BACKGROUND
I recently received the following question from Disparity, on Twitter.
“I’m interested in all your posts, but they’re always telling us what mental illness ‘isn’t.’ Do you have many on what it ‘is’?
I referred him/her to the post There are No Mental Illnesses and received the following reply:
“I have read it a few times. I largely agree with it. But ‘something’ happens to people. Whatever the label.”
Questions of this sort arise fairly frequently, and I thought it might be helpful to write a post.
WHAT HAPPENS TO PEOPLE?
I suspect that underlying Disparity’s question is the notion that “mentally ill” means “crazy,” and that there really are people who seem to be “crazy.” This is, I think, a widely accepted notion. But in the present context, it leads naturally to another question: if they’re not ill, if they haven’t actually contracted an illness, then what has happened to them?
SOME FACTS
For several years now, it has been confidently stated by government agencies and by psychiatrists that approximately 50% of the population will experience a “mental illness” in their lifetime. That’s half the population! So if we are to believe this, then clearly the individuals embraced by the term “mental illness” are actually very ordinary and unremarkable. It’s you, me, the man next door, the milkman, Auntie Betty, etc., etc.
What has happened to all these people is life. Bad things happen to all of us. Sometimes we don’t cope too well with these challenges, and if we are brought to the attention of the mental health system, we get a “diagnosis” and enter the ranks of the “mentally ill.”
Psychiatry – especially in recent months – claims that they only assign “diagnoses” when the individual’s actions or feelings are extreme. In practice, I suggest that this is not the case. If you go to a psychiatrist and tell him/her that you’ve been feeling very down, that your mother used to feel this way, that she has been doing very well since she started taking an antidepressant, there’s a very good chance that you will be assigned a “diagnosis” and given a prescription – especially if you throw in that you don’t feel like getting up in the morning and that your appetite is poor. And you are now a “mentally ill” person. So what happened? You got to feeling down.
“What happened,” of course, varies from person to person, and from situation to situation. A person who has experienced a truly horrendous situation and has persistent distressing memories may be assigned a “diagnosis” of posttraumatic stress disorder. A misbehaved child may get a “diagnosis” of oppositional defiant disorder. A juvenile delinquent might get a “diagnosis” of conduct disorder. And so on.

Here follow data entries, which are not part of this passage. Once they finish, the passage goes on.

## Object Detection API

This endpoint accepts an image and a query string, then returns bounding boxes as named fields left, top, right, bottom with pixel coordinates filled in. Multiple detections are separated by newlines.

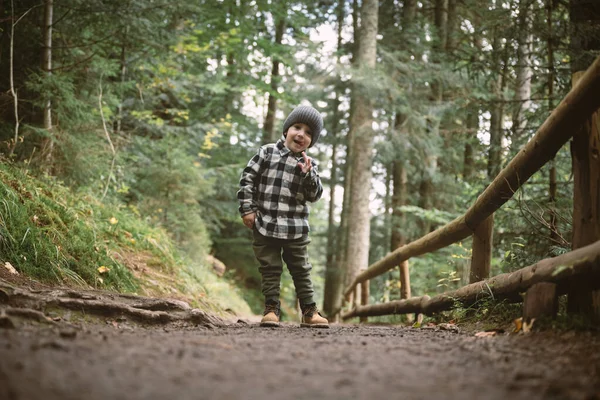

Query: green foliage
left=0, top=162, right=251, bottom=315
left=25, top=73, right=92, bottom=128
left=398, top=205, right=457, bottom=227
left=0, top=164, right=136, bottom=291
left=427, top=298, right=523, bottom=333
left=121, top=134, right=213, bottom=259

Even very young children are fair game for the “diagnostic” net. Children as young as 3 or 4 are being “diagnosed” with bipolar disorder if they display frequent temper tantrums!
THERE ARE NO MENTAL ILLNESSES
When I say that there are no mental illnesses, what I mean is that behavioral and emotional problems are not illnesses. It is frequently suggested that by saying this I am minimizing the significance of these problems. Nothing could be further from the truth. Human problems can be mild, moderate, severe, devastating, and every level of significance in between. But they’re not illnesses.
Psychiatry has promoted the falsehood that they are illnesses (“just like diabetes”) to justify their promotion of pharmaceutical products.
The matter is complicated by the fact that sometimes behavioral and emotional problems do indeed stem from real illnesses. For instance, hypothyroidism can occasionally cause delusions and hallucinations. However, these cases are dealt with by treating the hypothyroidism.
But behavioral and emotional problems can – and I suggest, usually do – arise in the absence of any underlying physical illnesses.
I discuss these general ideas in more detail in the posts on the individual “diagnoses.”